The 37.6 billion-pound shortfall ($65 billion) in the fiscal first half through September was the largest since records started in 1946, when Clement Attlee was prime minister, the Office for National Statistics said in London today. Last month, the deficit widened to 8.1 billion pounds.
With the economy next year facing its first full-year contraction since 1991, Chancellor of the Exchequer Alistair Darling has pledged to keep spending on job-creating projects such as building work. Tax increases and spending restraint will eventually be needed to fill the hole in the public finances, economists say.

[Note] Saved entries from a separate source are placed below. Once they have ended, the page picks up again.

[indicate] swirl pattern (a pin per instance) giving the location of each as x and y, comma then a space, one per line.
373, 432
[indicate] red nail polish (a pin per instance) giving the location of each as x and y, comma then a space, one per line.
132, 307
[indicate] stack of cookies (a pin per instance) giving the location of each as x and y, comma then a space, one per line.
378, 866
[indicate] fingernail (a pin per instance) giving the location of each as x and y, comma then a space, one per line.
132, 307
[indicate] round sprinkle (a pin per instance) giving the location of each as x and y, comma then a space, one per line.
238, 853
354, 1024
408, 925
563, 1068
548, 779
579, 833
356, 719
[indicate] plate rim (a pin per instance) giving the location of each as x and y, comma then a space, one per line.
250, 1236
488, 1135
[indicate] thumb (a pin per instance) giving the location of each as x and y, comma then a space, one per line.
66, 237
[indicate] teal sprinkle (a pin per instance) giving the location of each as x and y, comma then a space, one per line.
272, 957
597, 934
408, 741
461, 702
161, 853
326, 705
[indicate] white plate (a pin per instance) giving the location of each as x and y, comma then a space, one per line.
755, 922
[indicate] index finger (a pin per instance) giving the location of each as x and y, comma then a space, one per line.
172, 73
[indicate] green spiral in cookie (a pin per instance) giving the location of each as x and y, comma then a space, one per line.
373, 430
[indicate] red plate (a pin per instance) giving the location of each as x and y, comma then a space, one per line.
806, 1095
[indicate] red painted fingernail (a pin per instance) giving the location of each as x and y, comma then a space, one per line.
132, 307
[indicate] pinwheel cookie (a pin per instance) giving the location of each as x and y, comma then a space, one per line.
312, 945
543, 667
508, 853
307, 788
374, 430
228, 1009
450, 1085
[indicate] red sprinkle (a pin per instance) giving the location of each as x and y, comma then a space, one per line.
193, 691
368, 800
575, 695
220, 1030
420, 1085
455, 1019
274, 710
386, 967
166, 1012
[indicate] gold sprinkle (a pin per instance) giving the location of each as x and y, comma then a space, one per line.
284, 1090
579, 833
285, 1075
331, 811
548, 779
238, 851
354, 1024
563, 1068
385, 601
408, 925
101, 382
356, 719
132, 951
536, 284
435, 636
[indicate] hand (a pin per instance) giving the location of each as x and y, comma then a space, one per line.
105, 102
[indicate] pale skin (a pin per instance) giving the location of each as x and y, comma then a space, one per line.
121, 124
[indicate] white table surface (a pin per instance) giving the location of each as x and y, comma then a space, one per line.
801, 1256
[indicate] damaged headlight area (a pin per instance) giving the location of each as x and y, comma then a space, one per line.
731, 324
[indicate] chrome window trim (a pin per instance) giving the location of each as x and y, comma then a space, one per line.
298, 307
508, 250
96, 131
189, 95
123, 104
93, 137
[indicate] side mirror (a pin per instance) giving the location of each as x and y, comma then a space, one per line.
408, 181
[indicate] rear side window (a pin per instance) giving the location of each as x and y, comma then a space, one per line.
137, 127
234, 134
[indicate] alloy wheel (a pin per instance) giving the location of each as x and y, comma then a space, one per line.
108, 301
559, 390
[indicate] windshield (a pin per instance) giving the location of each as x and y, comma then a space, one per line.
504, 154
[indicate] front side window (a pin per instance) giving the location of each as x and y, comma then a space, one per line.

``The pain cannot be delayed forever,'' said Gemma Tetlow, a senior research economist at the Institute for Fiscal Studies in London. ``Once the current crisis abates, this government, or its successor, is likely to have to introduce a combination of new tax raising measures and further spending cuts as a share of national income to reduce borrowing and debt.''
The deficit in the six months through September exceeded the 35.8 billion-pound shortfall for the whole of the previous fiscal year, which ended March 31. Spending rose 6.1 percent, three times the pace of tax receipts. The shortfall was 21.5 billion pounds in the same six months last year.
Tax Losses
The budget gap was last as wide in the aftermath of World War II, when the country, its resources depleted by the six-year military effort, was forced to borrow $4.34 billion from the U.S. to stave off bankruptcy.
The Treasury is losing tax revenue as the housing slump deepens and the credit crisis hammers the earnings of financial firms, which contribute a quarter of all taxes from company profits. Corporation tax receipts fell 8 percent in September from a year earlier. At the same time, the government faces higher spending on welfare payments as unemployment climbs.
The International Monetary Fund predicts the U.K. economy will contract 0.1 percent next year after forecasting growth of 1.6 percent six months ago.
``At a time when every country has been affected by the global financial crisis that we are seeing Britain cannot be immune from what is happening and that is going to have an impact on the British public finances,'' Michael Ellam, a spokesman for Prime Minister Gordon Brown, told reporters in London today.
`Destabilizing Factor'
The deficit may reach 64 billion pounds for the year as whole as the economic slump saps tax receipts, 21 billion pounds more than Darling forecast seven months ago, according to the IFS.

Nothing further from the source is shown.